KB1148 - Keyboard Shortcuts for Cut, Copy Paste, and Undo
Posted by John Love, Last modified by John Love on 14 April 2016 11:11 AM
What are Keyboard Shortcuts?
Keyboard shortcuts are little key combinations that are faster to use than your mouse. Over time, you might want to find a faster way to do very common tasks, particularly if you do a lot of text editing. (Once you've gone "right-click, select cut" to cut out some text a few times, using a keyboard shortcut can be a lot faster and more convenient.)
Most computer users have learned to use the mouse and on-screen menu options first, but computers have been around for much longer than that, predating mouse-and-window operating systems by decades.
The keyboard shortcuts we'll describe here are common to most software applications and system operations. In other words, you'll likely find that using Ctrl-X to cut selected text out of a paragraph will work whether you are using NotePad, Microsoft Word, or if you're just changing the name of a file on your Desktop. The most common keyboard shortcuts are available in your computer's operating system, as well as within practically all software applications that you run - including web browsers, and web applications like Moodle.
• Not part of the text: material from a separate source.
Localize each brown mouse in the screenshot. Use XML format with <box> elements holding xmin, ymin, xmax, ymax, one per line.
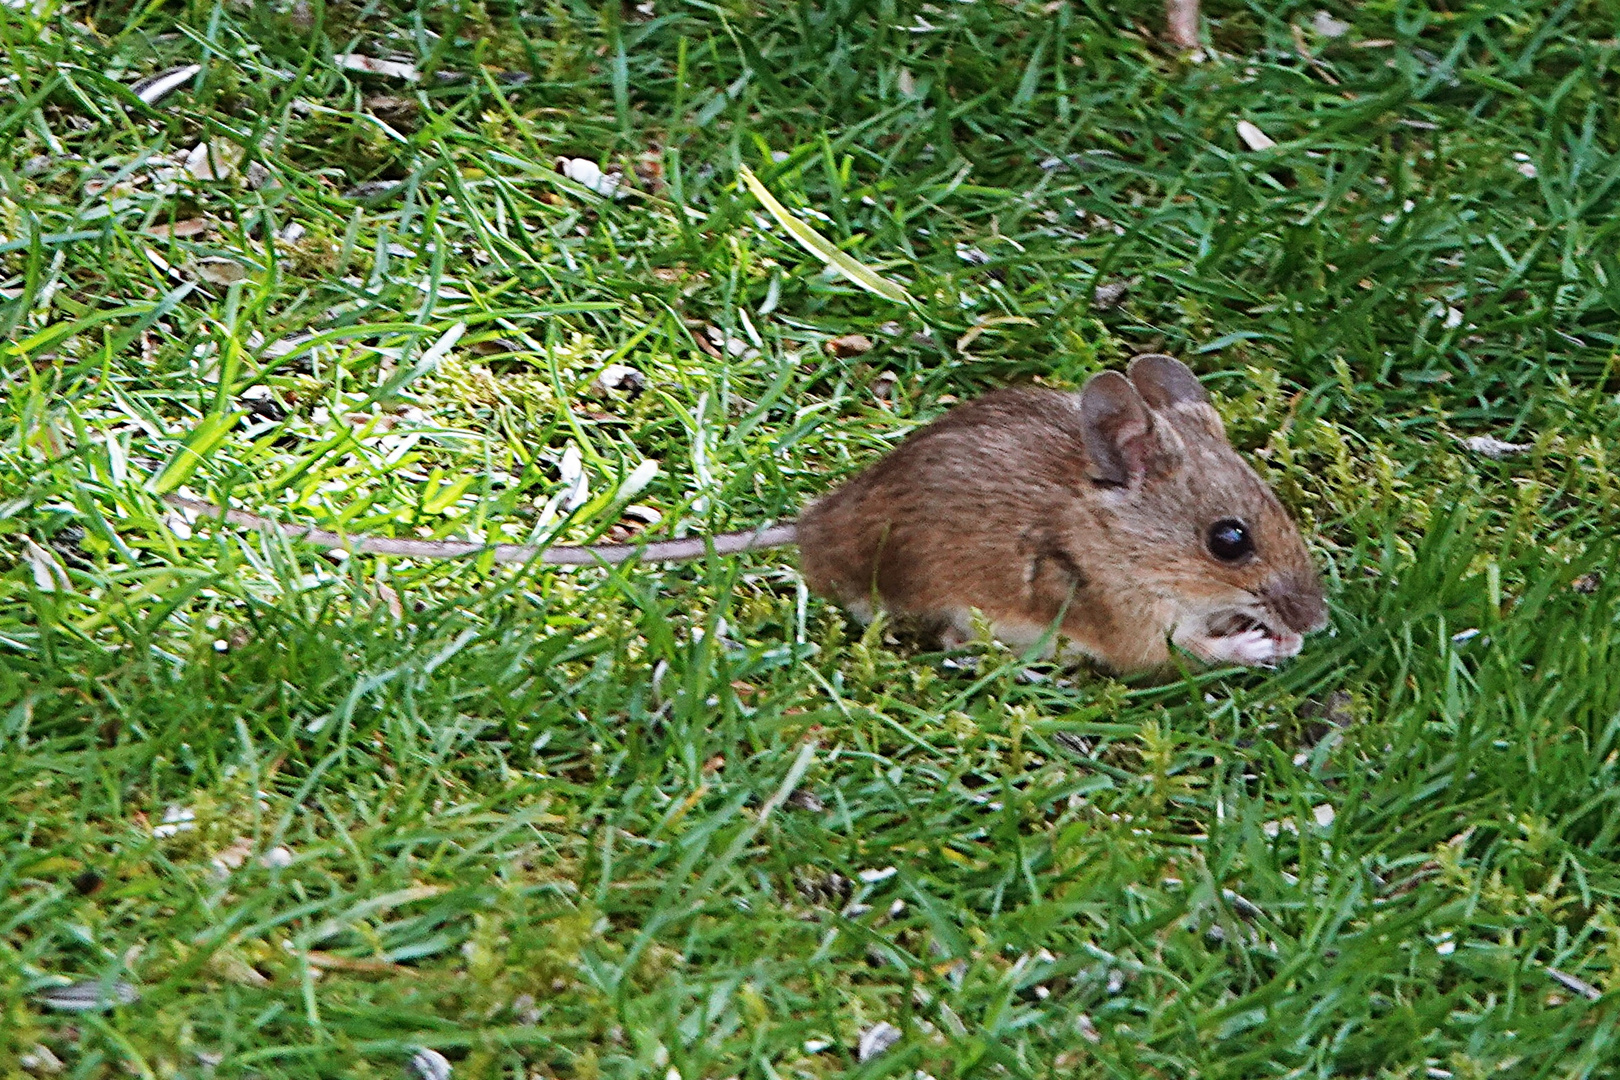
<box><xmin>795</xmin><ymin>354</ymin><xmax>1327</xmax><ymax>671</ymax></box>
<box><xmin>164</xmin><ymin>354</ymin><xmax>1326</xmax><ymax>672</ymax></box>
We'll look at a few of the most common ones on the Windows and Mac platforms: Cut, Copy, Paste, and Undo
On PC, it's Ctrl-X.
(To remember it, think of how the letter X resembles a pair of scissors that are ready to cut.)
On PC, it's Ctrl-C.
(To remember it, just think of C for Copy.)
On PC, it's Ctrl-V.
(To remember it, think of how the letter V resembles an arrow pointing down, as if to say "drop it here". Apparently, the Latin word "Vipectus" means "to paste".)
On PC, it's Ctrl-Z.
(To remember it, try to just remember Z.)
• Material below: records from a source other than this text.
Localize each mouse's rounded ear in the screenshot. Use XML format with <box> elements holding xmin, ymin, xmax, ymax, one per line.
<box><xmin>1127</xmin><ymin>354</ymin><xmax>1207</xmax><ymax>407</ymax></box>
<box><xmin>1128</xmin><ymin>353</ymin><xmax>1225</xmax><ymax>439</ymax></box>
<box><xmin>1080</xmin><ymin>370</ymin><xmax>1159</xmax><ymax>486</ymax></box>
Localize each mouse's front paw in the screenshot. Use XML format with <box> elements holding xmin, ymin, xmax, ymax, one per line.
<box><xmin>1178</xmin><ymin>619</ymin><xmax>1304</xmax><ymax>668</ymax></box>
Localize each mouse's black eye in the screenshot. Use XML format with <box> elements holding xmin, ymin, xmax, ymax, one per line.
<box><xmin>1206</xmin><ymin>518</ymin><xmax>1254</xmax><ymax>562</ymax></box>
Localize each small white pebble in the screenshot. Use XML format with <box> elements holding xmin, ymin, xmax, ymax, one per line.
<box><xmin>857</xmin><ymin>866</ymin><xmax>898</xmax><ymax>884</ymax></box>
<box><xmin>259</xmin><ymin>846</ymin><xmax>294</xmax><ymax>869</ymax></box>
Where do these shortcut letters come from?
...and who decided to use "V" for "Paste"? It's been said that "V" came to be used for Paste because "Ctrl-P" had already been assigned for Print. It's also been said that V is based on the Latin word for paste: Vipectus.
The origins of the assignment of all these letters may seem lost in the murkiness of computer systems history. They most likely originated with the Unix operating system in the 1970s, which did (and still does) use a variety of Ctrl-key combinations to perform common functions. These conventions were adapted by the creators of the Windows, Macintosh operating systems, as well as other computing platforms.
Wikipedia has a large list of many keyboard shortcuts on different operating systems which may give you other useful shortcuts to use.